Sometimes before we can put one group of plants in we have to remove another group. This is of course most common in the annual areas. One of my major annual plantings is the Cutting Garden next to the Greenhouse. Most years I only do a summer planting there but this year we had the Garden Club of America national meeting in Indianapolis. Something had to be done for an earlier show. In these still rough economic times, buying enough pansies or other Spring ornamental to cover the whole area was out of the question. So what to do? Mix it up and make it work. I bought some pansies for a few spots so there would be instant color. For the rest of the area? Lettuce. Direct sown lettuce.
A few years back I did a lettuce planting in what is now Nonie’s Garden at the main IMA entrance. For that I started plants under fluorescent lights and made an intricate design.
This year would need to be simpler, just a simple pattern of green and red lettuce.
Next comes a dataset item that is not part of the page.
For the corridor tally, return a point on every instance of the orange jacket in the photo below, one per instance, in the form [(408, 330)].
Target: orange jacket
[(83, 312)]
The weather was not the best so I got the seed planted a bit late, resulting in a less lengthy period of ornamental value from the lettuce plants. Eventually the planting turned out quite nice.
Since the plants were started late, they were actually right at harvest size this week when I needed to remove them for the summer annuals. You don’t waste that much produce in a trip to the compost pile. We contacted Second Helpings, an Indianapolis based non profit community kitchen specializing in food rescue, fighting hunger and culinary training, and they said they would accept the lettuce.
I had a larger than usual group of volunteers that morning so we went to work immediately. I could not harvest until we weeded the beds. I just couldn’t.
Then we had to first harvest the plants from seeds that fell outside the pattern. We had to. I’m telling you we absolutely had to.
And then we had these beautiful beds for a few minutes before harvesting began.
Here’s part of the haul.
By the time we finished both beds we were able to give Second Helpings over 117 pounds of lettuce – all that from 3 ounces of seed. Pretty good seed to product ratio, considering I wasn’t even trying to grow a crop. We will have more produce later when Jonathon’s vegetables in the Tanner Orchard start producing.
I replaced the lettuce with Celosia and SunPatiens® (similar in appearance to New Guinea impatiens) that were a gift from Sakata Seed. Thank you Sakata®!
I’ll report on them more later in the summer hopefully. This is my first time growing the SunPatiens® in quantity. You will be able to see all three forms – Vigorous, Compact, and Spreading in a variety of colors. Impatiens have come a long way since the days of “Shady Lady.”
So don’t let a little heat keep you shut in at home. Hot damn! It’s gonna be a colorful summer.